Segundo Iêda, que também é coordenadora do Grupo de Veículos Pesados da ABVE (Associação Brasileira de Veículo Elétrico), um ônibus elétrico custa, em média, 2,5 vezes o seu similar a diesel. No caso de articulado, duas vezes. Ela afirma que as baterias têm garantia de 80% de capacidade energética até o 8º ano de operação.

“Mas recargas de 10 a 20 minutos nos intervalos da operação dos ônibus podem alongar a vida útil das baterias, que pode chegar a 10 anos”, disse Iêda.

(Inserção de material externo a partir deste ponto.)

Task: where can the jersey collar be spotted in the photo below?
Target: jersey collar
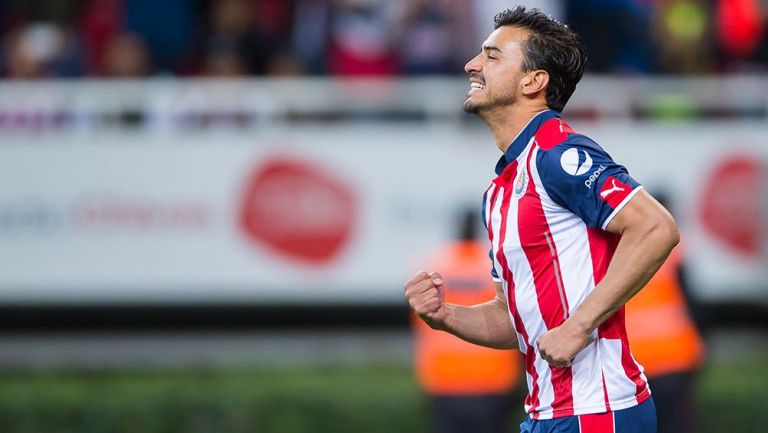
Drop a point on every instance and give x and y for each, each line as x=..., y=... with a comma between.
x=518, y=144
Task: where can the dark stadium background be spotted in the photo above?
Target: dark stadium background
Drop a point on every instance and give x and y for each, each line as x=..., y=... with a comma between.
x=150, y=279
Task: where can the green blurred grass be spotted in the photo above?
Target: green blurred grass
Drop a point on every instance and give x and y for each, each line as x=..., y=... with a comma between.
x=733, y=396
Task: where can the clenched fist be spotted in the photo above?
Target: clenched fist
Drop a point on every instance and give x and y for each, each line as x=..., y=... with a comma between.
x=424, y=293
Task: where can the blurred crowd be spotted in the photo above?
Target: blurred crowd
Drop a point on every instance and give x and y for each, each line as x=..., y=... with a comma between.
x=230, y=38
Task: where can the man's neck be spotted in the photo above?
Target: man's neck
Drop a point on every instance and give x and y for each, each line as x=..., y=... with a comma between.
x=507, y=123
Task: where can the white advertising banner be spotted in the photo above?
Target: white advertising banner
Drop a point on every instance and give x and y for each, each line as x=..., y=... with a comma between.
x=323, y=213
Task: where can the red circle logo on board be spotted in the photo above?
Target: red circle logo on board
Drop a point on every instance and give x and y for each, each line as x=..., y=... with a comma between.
x=732, y=206
x=299, y=210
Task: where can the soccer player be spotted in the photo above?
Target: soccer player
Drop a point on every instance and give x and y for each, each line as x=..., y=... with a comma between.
x=573, y=237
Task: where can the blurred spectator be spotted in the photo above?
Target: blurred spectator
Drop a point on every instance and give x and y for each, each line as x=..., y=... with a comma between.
x=615, y=32
x=127, y=56
x=469, y=385
x=741, y=32
x=233, y=44
x=223, y=59
x=41, y=50
x=167, y=26
x=435, y=36
x=683, y=32
x=361, y=38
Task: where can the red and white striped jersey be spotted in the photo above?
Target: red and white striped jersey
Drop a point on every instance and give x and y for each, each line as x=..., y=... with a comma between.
x=546, y=212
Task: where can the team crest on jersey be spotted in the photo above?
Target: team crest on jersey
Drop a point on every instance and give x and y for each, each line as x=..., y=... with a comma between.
x=521, y=183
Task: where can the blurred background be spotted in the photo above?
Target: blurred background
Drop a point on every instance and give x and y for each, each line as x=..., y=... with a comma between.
x=208, y=209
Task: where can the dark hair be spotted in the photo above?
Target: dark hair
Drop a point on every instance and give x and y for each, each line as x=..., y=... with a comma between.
x=552, y=47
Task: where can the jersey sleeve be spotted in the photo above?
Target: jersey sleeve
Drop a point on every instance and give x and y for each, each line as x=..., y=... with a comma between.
x=494, y=274
x=580, y=176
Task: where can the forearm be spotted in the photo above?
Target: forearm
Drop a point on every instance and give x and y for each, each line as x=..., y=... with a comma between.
x=486, y=324
x=639, y=254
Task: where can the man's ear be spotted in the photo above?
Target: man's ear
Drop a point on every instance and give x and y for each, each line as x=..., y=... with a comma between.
x=534, y=82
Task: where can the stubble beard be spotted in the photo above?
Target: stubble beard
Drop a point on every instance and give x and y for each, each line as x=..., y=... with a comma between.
x=482, y=108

“NÃO PODEMOS BRINCAR DE ELETRIFICAR”, DIZ PRESIDENTE DA NTU

Francisco Cristovam, presidente-executivo da NTU, afirma que, nos últimos 12 meses, os reajustes do diesel representaram, em média, um aumento de 27% nos custos da prestação do serviço de transporte municipal. Como a conta não fecha, o impacto nas tarifas é direto e inevitável.

“Esses aumentos estão tornando insustentável o valor da tarifa necessário para cobrir os custos. Quem define a quantidade e a qualidade do serviço são as prefeituras. Não tem mágica. As empresas têm que apresentar os custos às prefeituras”, disse Francisco.

Para Francisco, há, de fato, um movimento no país para a eletrificação dos sistemas de transporte urbano, mas é preciso cautela na hora de o poder público tomar as decisões.

“Nós não temos nada contra a eletrificação. Sabemos que é uma tendência mundial. Entretanto, não podemos brincar de eletrificar sistemas de transportes. Os custos são elevadíssimos. Quer dizer: as prefeituras estão preparadas para pagar essa conta? Ou: as empresas vão investir? E se depois trocar o prefeito?”, disse Francisco.

Para o presidente da NTU, a melhor saída para a insustentabilidade na qual se encontra o transporte urbano é a criação de uma política nacional, que tenha um programa e papeis definidos para cada agente envolvido, desde o poder concedente até os operadores.

“Eu gosto da ideia de participação da União. Quando vem dinheiro de fora, é sempre bem-vindo. Agora, o importante é: de qualquer forma, tem um custo”, disse Francisco.